Speaking with The Statesman, Mr Hamidu cited as positive examples both former president Jerry John Rawlings and President John Agyekum Kufuor, who commanded huge bodies of home-based support, their potential for presidential prowess recognised and encouraged by their townspeople. Without this, how is the general electorate expected to trust a candidate who does not even have the backing of his own community?

Now, he said, NDC is in dire need of a new candidate since Prof Mills has succeeded in dividing the members due to his bad leadership style. “The man has very poor inter-personnel relationship skills, but his wife is worse and he also lacks political competence,” Mr Hamidu stressed to this reporter – lamenting the current lack of dynamic and effective leadership within the party.

Since Prof Mills' appointment as a Vice President came on a silver platter, according to his critic, he does not treat party sympathisers and supporters with the respect they deserve.

“He treats them as objects other than human beings, thus surrounding himself with only his friends and relatives and pushing the original foot soldiers and activists, who worked so hard for the party at a time when it was not so profitable and rewarding, into solitary confinement.
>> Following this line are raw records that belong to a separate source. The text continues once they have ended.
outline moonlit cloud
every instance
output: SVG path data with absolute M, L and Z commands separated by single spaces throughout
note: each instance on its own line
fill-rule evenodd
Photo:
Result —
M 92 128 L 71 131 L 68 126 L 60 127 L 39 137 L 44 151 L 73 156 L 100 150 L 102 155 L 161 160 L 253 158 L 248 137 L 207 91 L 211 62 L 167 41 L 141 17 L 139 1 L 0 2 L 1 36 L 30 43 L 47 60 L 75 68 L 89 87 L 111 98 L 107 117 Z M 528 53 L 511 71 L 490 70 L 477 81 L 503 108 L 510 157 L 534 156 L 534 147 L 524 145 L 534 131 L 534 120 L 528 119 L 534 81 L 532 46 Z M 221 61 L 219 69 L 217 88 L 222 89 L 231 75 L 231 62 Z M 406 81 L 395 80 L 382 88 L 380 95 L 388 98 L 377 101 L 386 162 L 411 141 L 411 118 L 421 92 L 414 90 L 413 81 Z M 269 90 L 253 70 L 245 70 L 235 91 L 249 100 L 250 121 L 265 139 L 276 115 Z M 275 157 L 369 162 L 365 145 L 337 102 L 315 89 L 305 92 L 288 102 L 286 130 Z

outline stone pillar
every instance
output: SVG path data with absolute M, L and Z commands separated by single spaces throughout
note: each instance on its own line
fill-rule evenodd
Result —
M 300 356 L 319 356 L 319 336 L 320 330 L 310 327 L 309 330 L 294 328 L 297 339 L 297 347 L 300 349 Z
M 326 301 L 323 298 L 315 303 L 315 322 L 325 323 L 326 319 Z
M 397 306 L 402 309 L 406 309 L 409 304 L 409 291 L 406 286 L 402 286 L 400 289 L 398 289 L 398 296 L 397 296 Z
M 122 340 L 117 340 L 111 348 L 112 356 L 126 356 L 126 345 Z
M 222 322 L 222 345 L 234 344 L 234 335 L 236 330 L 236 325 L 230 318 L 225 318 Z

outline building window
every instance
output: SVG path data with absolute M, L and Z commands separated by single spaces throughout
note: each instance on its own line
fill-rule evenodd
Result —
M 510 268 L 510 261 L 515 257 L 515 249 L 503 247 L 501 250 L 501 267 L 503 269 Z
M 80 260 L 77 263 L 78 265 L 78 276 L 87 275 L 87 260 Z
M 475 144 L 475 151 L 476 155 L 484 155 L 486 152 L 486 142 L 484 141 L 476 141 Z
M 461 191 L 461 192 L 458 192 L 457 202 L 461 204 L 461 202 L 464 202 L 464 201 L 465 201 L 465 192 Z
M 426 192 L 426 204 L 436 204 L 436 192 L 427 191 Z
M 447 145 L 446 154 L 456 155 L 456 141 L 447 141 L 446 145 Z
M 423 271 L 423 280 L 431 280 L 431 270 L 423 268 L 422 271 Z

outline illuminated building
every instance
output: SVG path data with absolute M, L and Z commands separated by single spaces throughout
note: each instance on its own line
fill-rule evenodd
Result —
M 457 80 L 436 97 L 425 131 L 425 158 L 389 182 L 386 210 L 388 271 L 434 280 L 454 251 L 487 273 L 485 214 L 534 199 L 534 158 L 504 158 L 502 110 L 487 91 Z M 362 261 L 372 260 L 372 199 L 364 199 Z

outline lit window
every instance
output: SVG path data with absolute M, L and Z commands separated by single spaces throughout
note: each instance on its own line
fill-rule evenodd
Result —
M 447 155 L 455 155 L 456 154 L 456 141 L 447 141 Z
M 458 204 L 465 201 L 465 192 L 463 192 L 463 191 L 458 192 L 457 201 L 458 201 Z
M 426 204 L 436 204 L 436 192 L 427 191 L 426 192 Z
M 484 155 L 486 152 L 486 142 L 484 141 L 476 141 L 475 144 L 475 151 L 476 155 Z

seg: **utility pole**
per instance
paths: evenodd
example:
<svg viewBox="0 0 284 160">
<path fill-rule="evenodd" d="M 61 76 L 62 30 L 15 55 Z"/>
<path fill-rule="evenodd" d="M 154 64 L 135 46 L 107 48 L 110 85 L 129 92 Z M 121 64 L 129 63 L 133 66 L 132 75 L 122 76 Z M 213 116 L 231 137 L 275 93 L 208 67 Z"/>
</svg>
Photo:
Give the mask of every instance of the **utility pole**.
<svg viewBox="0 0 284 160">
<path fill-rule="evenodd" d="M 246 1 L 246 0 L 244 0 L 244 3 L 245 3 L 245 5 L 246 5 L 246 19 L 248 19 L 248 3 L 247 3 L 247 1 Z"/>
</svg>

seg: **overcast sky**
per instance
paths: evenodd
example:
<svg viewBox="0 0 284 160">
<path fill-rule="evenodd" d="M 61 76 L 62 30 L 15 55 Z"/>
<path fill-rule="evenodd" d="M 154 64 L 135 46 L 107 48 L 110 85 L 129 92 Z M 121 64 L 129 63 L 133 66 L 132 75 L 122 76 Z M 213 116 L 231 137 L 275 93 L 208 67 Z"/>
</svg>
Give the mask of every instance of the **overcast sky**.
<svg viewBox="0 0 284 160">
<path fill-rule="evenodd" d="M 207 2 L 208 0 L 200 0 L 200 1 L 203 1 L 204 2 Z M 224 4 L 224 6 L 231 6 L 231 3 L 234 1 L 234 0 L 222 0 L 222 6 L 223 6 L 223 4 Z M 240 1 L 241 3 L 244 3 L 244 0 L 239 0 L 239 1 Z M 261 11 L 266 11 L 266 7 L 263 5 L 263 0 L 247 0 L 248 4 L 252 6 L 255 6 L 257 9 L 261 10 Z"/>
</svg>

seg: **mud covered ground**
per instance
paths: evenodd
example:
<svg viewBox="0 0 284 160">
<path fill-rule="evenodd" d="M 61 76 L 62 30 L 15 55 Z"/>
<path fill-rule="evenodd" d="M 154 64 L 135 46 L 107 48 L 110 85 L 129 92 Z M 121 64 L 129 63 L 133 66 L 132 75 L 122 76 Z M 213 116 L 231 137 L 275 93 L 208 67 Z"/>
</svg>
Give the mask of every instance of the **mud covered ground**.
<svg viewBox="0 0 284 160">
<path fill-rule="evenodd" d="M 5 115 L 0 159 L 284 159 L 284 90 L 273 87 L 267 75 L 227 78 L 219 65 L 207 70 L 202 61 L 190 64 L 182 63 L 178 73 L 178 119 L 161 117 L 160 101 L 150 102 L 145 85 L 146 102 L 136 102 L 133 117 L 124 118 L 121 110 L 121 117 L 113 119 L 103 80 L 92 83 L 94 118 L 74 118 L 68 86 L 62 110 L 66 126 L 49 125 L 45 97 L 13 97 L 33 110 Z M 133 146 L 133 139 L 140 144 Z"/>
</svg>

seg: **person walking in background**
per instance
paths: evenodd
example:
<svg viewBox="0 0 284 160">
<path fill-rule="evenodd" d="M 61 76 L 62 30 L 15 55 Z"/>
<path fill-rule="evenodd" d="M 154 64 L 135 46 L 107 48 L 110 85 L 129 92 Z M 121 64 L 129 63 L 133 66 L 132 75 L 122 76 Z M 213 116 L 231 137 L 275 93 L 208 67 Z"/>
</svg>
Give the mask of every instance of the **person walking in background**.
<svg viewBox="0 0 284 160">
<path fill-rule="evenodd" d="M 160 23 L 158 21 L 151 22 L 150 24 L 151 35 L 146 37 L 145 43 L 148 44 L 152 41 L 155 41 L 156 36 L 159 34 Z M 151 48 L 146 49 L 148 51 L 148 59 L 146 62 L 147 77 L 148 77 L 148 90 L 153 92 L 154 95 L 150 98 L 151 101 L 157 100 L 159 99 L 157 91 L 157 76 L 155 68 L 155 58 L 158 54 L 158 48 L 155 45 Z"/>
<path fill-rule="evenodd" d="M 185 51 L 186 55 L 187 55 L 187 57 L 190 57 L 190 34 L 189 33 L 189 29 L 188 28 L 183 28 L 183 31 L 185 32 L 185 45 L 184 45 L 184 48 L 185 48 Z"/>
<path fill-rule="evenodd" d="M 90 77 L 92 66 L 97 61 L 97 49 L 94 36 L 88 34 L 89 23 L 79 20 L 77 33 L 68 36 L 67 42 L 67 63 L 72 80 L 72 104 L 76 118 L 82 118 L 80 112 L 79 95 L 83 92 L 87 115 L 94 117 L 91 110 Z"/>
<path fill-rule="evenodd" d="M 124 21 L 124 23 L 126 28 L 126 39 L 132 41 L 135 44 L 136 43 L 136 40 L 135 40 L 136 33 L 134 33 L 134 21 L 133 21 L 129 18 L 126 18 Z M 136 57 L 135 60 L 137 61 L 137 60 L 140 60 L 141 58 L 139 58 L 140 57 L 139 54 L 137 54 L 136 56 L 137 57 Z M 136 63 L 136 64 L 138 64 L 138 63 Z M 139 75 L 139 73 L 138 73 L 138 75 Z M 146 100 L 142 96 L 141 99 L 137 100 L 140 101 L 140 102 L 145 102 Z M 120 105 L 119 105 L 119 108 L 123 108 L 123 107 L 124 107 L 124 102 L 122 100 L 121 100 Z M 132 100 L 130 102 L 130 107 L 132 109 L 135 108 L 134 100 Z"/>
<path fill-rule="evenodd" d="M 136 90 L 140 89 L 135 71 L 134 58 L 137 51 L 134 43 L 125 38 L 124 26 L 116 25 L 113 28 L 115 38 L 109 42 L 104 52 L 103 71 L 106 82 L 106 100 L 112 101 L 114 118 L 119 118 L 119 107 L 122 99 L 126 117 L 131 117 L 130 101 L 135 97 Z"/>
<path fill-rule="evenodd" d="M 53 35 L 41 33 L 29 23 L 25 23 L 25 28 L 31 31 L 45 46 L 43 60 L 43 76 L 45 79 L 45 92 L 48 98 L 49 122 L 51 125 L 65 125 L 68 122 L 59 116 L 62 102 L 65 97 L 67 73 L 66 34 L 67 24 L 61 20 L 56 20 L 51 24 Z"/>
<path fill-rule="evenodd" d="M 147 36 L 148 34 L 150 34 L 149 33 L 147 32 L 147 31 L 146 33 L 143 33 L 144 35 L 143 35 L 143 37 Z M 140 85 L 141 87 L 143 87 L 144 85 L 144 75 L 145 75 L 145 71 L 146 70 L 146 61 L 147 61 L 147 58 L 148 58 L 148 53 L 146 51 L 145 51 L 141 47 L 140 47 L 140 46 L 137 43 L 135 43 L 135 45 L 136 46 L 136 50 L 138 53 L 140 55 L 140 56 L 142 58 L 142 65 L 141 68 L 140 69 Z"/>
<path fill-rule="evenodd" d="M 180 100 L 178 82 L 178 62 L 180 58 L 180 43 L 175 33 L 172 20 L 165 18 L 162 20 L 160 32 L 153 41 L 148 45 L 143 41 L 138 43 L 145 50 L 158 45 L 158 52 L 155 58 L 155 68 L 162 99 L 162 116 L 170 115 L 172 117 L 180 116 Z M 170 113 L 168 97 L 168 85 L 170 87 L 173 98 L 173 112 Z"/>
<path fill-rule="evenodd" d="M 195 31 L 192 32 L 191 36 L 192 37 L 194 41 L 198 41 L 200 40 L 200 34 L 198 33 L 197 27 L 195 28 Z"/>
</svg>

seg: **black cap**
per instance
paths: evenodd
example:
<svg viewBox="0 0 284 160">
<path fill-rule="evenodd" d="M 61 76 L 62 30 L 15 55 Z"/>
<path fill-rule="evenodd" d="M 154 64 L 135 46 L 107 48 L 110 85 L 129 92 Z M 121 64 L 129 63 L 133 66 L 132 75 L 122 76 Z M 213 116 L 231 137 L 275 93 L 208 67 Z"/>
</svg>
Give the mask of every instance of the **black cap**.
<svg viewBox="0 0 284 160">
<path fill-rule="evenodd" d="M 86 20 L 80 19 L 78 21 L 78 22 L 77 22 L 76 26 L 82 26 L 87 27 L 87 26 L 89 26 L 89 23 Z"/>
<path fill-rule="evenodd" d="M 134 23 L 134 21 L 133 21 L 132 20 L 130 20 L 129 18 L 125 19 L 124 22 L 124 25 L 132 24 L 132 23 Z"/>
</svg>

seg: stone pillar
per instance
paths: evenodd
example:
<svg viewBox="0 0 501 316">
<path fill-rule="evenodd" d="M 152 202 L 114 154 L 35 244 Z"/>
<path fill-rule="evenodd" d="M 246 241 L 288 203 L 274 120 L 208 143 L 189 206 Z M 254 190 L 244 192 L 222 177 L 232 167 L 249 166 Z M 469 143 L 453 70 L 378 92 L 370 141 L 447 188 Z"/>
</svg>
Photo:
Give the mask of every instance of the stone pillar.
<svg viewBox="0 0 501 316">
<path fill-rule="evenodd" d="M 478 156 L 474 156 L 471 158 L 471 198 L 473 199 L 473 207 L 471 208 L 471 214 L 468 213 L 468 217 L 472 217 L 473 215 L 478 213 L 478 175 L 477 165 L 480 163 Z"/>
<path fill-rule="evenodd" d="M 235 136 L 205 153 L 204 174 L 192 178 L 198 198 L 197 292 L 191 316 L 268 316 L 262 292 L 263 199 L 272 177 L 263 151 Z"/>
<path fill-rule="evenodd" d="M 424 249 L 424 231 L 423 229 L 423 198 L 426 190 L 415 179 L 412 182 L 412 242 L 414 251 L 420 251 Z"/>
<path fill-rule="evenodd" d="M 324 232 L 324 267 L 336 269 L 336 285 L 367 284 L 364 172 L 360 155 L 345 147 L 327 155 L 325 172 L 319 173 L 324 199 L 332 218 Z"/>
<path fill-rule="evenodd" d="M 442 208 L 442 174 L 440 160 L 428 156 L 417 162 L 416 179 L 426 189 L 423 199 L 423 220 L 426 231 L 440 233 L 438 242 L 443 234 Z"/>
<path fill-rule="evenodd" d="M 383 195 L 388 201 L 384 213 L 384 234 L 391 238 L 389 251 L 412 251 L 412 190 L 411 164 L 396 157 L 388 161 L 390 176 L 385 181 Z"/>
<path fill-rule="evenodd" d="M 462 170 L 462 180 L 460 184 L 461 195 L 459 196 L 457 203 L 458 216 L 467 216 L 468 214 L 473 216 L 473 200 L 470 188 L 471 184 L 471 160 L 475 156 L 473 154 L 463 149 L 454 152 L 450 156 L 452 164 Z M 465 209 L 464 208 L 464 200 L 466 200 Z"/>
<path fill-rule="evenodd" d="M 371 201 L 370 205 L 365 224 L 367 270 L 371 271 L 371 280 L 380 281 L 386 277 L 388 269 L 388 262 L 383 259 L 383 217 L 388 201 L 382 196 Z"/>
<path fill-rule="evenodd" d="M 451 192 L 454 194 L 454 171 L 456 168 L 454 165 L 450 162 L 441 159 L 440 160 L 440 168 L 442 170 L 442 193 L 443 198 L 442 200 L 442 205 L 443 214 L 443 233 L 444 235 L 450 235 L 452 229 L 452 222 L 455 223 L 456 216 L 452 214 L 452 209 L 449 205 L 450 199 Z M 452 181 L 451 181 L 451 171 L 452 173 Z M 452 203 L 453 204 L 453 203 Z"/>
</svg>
Instead of building teams, he rather sought to divide and rule discriminately on the basis of tribalism,” according to Mr Hamidu.

Since politics is a game of numbers it is important that the NDC secures a “winnable” candidate who would be widely supported by majority of Ghanaians, he advised – a role which he now believes Prof Mills is incapable of playing. “Leadership drives change and change drives leadership; so he should be changed,” Mr Hamidu advised.

Explaining his preference for a Northern candidate, Mr Hamidu stated that the three Northern regions had consistently voted for the NDC in recent elections. Alhaji Mahama Iddrisu, whom he is advocating for the flagbearership, has a deep symbiosis between party activities and government, and is a man who could walk several kilometers to canvass votes in the hinterlands for the party, according to Mr Hamidu.

“I know Ekow Spio Gabrah is the people's choice but the Southern sector has had its fair share and I think it's now time for a qualified Northerner to also try and lead the party for a sure victory in 2008.”